If you take sides with the rich, in this war, you deserve a punishment a thousand times worse than my stinging words. In this war between the rich and the poor, the middle-class becomes the battlefield, and no one deserves to be pounded into a smoking heap of rubble and ash more than the American middle-class, because the middle-class acts as the mercenary army of the super-rich.
The poor have nothing to lose, and everything to gain by standing up to their oppressors, while the middle-class face trauma and disillusionment, as they slowly wake up to the fact that, in this war, they were the bad guys all along, who wasted their lives, and the planet, on a fantasy lifestyle, that became an economic and environmental monstrosity beyond their darkest nightmares.
When you’ve sold your life for trinkets and find yourself on the wrong side of history, denial becomes a coping mechanism For the rich, losing the class war compares to losing the civil war. Resentments and prejudice will linger, as today’s middle-class conservatives becomes the bitter poor white crackers of the future.
But it doesn’t have to be that way for us here in SoHum. Here in SoHum we have no class, and that’s a kind of poverty that unites us all, from the richest dope yuppie, to the most wretched street urchin, so why should we let class war divide us? We shouldn’t! We should recognize that we’re all poor. Really, I pity us all.
Why do we work so goddamn hard? Why do we break laws and sell our weed to out of state drug dealers? We do it because we don’t have enough money, right. If we don’t have enough money, it means that some of our wants and needs will go unmet. Am I wrong? Unmet needs equals poverty, and poverty means you’re poor. So face it! We’re all poor. It’s really true. I don’t care how entranced you are with your trinkets, or how jealous you are of anyone else’, we all live in poverty, and our lives are being stolen from us right before our eyes.
That said, everything we do to make life easier for poor people, makes life easier for us. Think about it. What are the chances that you, or any of your progeny will find yourselves counted among the nations wealthiest one-tenth of one percent? It could happen. You could hit the lottery. Your new cannabis start-up could blow-up big, or your daughter could marry a rich old guy with a heart condition, but I wouldn’t hold my breath.
On the other hand, what are the chances that you, or any of your kids or grandchildren might find yourself short on cash with no place to crash, or be blessed with a personality ill-suited for gainful employment, or fall victim to alcoholism, or become addicted to drugs, or for some other reason, fail to thrive, economically? I don’t know the exact odds, but I’d bet on it, if I were you.

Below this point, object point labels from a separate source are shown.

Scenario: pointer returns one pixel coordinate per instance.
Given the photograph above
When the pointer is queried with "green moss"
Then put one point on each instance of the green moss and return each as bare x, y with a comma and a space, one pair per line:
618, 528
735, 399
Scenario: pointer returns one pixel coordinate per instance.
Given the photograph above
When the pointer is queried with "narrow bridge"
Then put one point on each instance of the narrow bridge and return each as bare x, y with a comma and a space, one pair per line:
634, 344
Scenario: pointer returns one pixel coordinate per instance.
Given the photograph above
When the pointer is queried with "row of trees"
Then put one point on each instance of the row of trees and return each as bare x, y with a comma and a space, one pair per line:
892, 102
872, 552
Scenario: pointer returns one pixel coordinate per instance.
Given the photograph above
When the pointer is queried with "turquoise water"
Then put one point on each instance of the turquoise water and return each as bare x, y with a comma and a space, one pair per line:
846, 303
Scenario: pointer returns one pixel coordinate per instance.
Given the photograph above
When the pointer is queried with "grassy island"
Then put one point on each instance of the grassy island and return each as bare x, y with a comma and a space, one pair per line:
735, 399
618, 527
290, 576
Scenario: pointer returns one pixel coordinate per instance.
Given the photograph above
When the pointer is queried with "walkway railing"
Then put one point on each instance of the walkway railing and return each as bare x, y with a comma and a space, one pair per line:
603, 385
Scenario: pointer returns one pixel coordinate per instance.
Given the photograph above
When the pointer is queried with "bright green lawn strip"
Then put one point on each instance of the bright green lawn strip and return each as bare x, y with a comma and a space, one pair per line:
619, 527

That’s why it always makes sense to make life easier for poor people. When you make life easier for poor people, you make life easier for yourself. I’m not saying we have to spend a lot of money to help the poor, but if we at least stop paying people to punish, harass, and humiliate them, we’d all be ahead. If we could recognize that a lot of people who live here will never earn enough to money to afford a place to live under our current system of building codes and zoning ordinances, we could begin to solve a lot of problems by changing the system, instead of trying to change people. People don’t need more money; people need a place to be. Life is hard enough, let’s not make it any harder.
When you make life easier for poor people, you make life easier for your self, and you make the world richer for everyone, because making it easier to be poor, lowers everyone’s stress level, which benefits everyone, and makes it easier to be an artist, craftsman, musician, poet or writer; you make it possible for the people who don’t care so much about making money, to put their energy into the things that really matter to them. When you make life easier for poor people, you make life better for everyone, and you encourage a flourishing culture. That’s why they call New Orleans “The Big Easy.” and that’s why people love it.

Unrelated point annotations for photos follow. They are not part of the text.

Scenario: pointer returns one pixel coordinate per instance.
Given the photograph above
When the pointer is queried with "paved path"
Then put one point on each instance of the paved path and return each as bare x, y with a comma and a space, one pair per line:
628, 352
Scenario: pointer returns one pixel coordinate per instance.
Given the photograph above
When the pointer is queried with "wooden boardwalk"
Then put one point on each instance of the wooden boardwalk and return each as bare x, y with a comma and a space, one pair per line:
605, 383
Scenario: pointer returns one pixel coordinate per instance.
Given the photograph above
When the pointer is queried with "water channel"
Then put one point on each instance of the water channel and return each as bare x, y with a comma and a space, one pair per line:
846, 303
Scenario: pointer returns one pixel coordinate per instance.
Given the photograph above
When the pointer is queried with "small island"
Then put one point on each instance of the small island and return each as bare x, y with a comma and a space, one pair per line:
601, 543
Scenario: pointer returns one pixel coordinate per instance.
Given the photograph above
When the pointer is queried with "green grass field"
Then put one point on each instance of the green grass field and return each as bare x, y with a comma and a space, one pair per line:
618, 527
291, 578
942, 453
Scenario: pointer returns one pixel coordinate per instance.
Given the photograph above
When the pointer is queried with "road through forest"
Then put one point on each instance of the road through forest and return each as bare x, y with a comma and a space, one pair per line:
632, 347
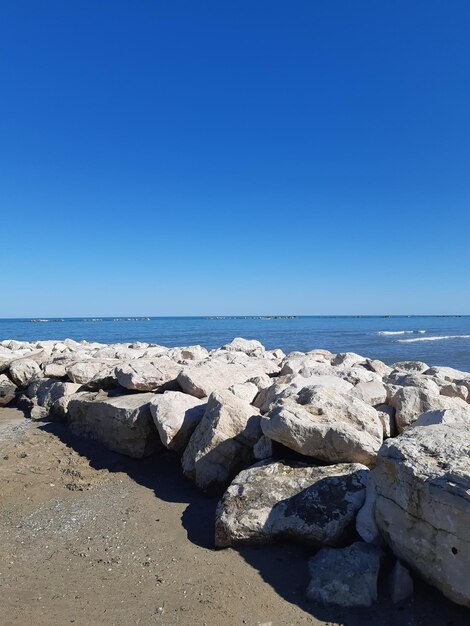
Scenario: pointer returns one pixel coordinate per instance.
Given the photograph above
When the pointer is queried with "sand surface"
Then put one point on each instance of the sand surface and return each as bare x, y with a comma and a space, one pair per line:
91, 537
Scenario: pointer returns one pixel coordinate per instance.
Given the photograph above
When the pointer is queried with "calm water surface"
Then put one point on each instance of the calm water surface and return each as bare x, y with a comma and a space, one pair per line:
435, 340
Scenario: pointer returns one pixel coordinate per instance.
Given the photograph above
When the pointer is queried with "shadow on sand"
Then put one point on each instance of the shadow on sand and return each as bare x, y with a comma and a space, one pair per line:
283, 566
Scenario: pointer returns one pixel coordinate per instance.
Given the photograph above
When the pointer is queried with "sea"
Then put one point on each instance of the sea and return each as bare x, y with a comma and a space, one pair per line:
436, 340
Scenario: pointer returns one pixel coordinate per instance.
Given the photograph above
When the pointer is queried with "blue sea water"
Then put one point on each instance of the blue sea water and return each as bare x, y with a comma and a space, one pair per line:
443, 340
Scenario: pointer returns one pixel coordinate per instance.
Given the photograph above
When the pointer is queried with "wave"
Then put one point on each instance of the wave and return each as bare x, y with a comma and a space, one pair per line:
400, 332
437, 338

People who appreciate an easy life and a flourishing culture, have class. Punishing the poor for their poverty only fuels their resentment, and perpetuates class war. So, we have a choice: We can have some class, or we can have class war. We’re all poor, and we all need somewhere to get out of the weather this winter. We can solve this problem together, or we can make more problems for each other. It’s up to us.